2. Watch for Suspicious Emails
Keep an eye out for emails that come from unknown senders or contain misspellings. These emails may be malicious, and links or attachments may contain viruses.
3. Update Passwords Frequently
Perform password updates at least every three months. Business account passwords should contain a combination of numbers, letters, and special characters, and no two passwords should be the same.
4. Use Two-Factor Authentication
Initiate two-factor authentication (2FA) on business devices. With 2FA, employees will be required to enter the username and password, then complete an additional step before they can access a business device.
5. Leverage Secure Wi-Fi
Avoid public Wi-Fi networks. Instead, workers should use secure Wi-Fi networks or virtual private networks (VPNs).
6. Use a Firewall
Leverage a company’s firewall to maintain secure access to data. Additionally, remote workers can use a firewall for their home network.
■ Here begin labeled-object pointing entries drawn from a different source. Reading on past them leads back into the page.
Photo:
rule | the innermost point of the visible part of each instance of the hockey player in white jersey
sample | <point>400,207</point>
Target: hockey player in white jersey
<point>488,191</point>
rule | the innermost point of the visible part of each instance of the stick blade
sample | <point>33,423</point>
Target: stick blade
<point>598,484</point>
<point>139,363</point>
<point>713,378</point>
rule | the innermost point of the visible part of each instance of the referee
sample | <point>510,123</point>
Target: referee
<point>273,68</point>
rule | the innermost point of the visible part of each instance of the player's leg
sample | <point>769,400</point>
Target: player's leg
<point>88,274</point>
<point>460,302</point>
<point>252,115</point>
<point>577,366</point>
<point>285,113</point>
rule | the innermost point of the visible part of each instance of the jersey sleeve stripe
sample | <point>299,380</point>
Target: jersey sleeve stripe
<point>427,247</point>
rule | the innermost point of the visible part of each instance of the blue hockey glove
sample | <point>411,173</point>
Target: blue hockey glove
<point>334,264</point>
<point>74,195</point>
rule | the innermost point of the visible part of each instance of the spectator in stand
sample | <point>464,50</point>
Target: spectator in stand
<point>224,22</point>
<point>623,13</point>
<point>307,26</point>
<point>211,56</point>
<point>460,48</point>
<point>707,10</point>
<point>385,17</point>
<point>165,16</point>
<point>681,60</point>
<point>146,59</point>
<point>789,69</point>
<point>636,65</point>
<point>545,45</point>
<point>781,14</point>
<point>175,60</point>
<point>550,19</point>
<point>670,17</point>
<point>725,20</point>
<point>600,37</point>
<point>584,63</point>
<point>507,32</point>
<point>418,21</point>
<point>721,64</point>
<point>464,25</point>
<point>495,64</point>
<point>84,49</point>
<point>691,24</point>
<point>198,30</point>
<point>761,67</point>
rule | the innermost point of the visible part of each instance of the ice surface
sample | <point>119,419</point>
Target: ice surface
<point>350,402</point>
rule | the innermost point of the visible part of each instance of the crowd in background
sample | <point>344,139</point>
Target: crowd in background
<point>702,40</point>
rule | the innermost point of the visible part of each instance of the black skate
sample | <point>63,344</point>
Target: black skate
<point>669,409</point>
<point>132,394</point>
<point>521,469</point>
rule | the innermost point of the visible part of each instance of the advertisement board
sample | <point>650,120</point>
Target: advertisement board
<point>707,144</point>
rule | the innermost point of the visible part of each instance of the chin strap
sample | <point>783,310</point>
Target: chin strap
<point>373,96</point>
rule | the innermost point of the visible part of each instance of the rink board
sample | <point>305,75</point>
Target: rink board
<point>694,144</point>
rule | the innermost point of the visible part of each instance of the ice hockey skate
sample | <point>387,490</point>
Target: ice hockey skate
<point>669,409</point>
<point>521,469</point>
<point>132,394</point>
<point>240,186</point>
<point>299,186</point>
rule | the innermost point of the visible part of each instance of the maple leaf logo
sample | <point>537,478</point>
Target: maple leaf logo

7. Install Antivirus and Antimalware Software
Utilize antivirus and antimalware software on business devices. Verify that this software comes from an authorized security vendor.
8. Ensure Security Software Is Up to Date
Perform regular security software updates. If possible, set up automatic updates to ensure software updates are instantly downloaded when they become available.
9. Back Up Data Regularly
Back up business data to a USB or external hard drive. Furthermore, encrypt this data.
10. Avoid Shadow IT
Use only authorized business devices for work tasks. For workers who want to use personal smartphones or tablets for work, consult with an IT department to minimize the risk of shadow IT.
11. Lock Up Business Devices
Ensure business devices are locked up and secure any time a worker needs to spend an extended period of time away from their workstation.
12. Learn About Evolving Cyber Threats
Stay up to date on cyber threats. New cyber threats are emerging, and learning about these dangers allows can help workers identify these dangers before they result in data breaches.
13. Report Cybersecurity Incidents
Keep managers informed about any cybersecurity incidents. This enables both employees and managers to remain proactive in their efforts to stop data breaches.
14. Provide Feedback
Offer feedback to managers about a business’ cybersecurity efforts. This allows a business to explore ways to continuously improve its security posture.
15. Proceed with Caution
Watch for cyberattacks every day. A cyberattack can happen at any time, but employees who understand the impact of cyberattacks can do their part to prevent these attacks from causing severe damage.